Tagata Pasifika The Pacific voice on New Zealand television since 1987

Behind ‘Every Song is a Reggae Song’ with content creator Canaan Ene

Hanalei Foliaki | Reporter/Director

You may recognise him as the ‘Reggae Guy’ from TikTok, but there is more to Canaan Ene than meets the eye.

“Growing up I always wanted to be a musician. Music has always been around at church and stuff,” he says.

“When I left high school, I went straight into videography, but I was always incorporating musical elements into my edits.”

His passion for both music and visual storytelling became a career path when Canaan decided to take a leap into the freelancing industry.

“I ventured into wedding videography quite early in my career, and that was sort of my bread and butter,” he says.

“I wasn’t always content with the music that I’d find online, because [it was] just stock audio and it [didn’t] quite fit the visuals I had in mind. So a lot of the time I’d find myself taking tracks and sort of just spicing it up a little.”

What went from just ‘spicing up’ stock music became a viral phenomenon when Canaan took it to social media.

“I created a TikTok account last year just to document a bit of my work… and then earlier this year I randomly turned a song into a reggae song,” he said.

“In New Zealand, everyone makes reggae or a form of reggae. Siren jams is a form of reggae, and there’s fob beats too. So it’s quite a common thing to turn a standard pop song into the reggae genre… I didn’t think much of it when I posted it.”

The videos began to gain a lot of traction and had people commenting and sharing from all over the globe.

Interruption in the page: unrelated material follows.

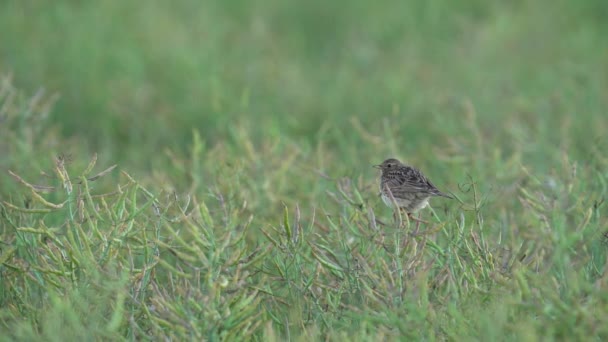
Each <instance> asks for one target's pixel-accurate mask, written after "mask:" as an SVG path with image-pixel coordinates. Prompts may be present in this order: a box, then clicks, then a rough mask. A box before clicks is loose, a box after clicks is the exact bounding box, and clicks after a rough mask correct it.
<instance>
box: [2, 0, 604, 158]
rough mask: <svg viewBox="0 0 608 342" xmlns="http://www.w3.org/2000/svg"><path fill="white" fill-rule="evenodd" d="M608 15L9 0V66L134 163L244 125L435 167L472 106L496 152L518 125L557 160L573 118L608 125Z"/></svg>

“I sort of turned it into a series, and I just called it ‘Every Song is a Reggae Song’. And it’s funny to see my TikTok account evolve from a videography kind of thing to ‘now he’s the reggae guy’ kind of thing,” he says.

Canaan’s account now has over 100,000 followers and 1.5 million likes.

“Its been really cool seeing the algorithm take place and how I’ve been able to grow an online presence from just mucking around,” he says.

With the audience numbers going up, so have the opportunities.

“There’s a few artists that have reached out to me and we’re sort of in collaboration, just trying to make things work at the moment.”

While continuing to create more opportunities for himself, Canaan is hopeful that he can encourage his people to do the same.

“I think my experiences are not unique. Like growing up in church with all of the creative stuff, as Samoan people, as Pacific people. Creativity is a part of our upbringing and a part of our culture and history, and so I’d love to help other people partake in this [freelance] journey.”

“There’s a big opportunity in the creative space that is relatively untapped, and I think our people have a lot to offer in that space,” he says.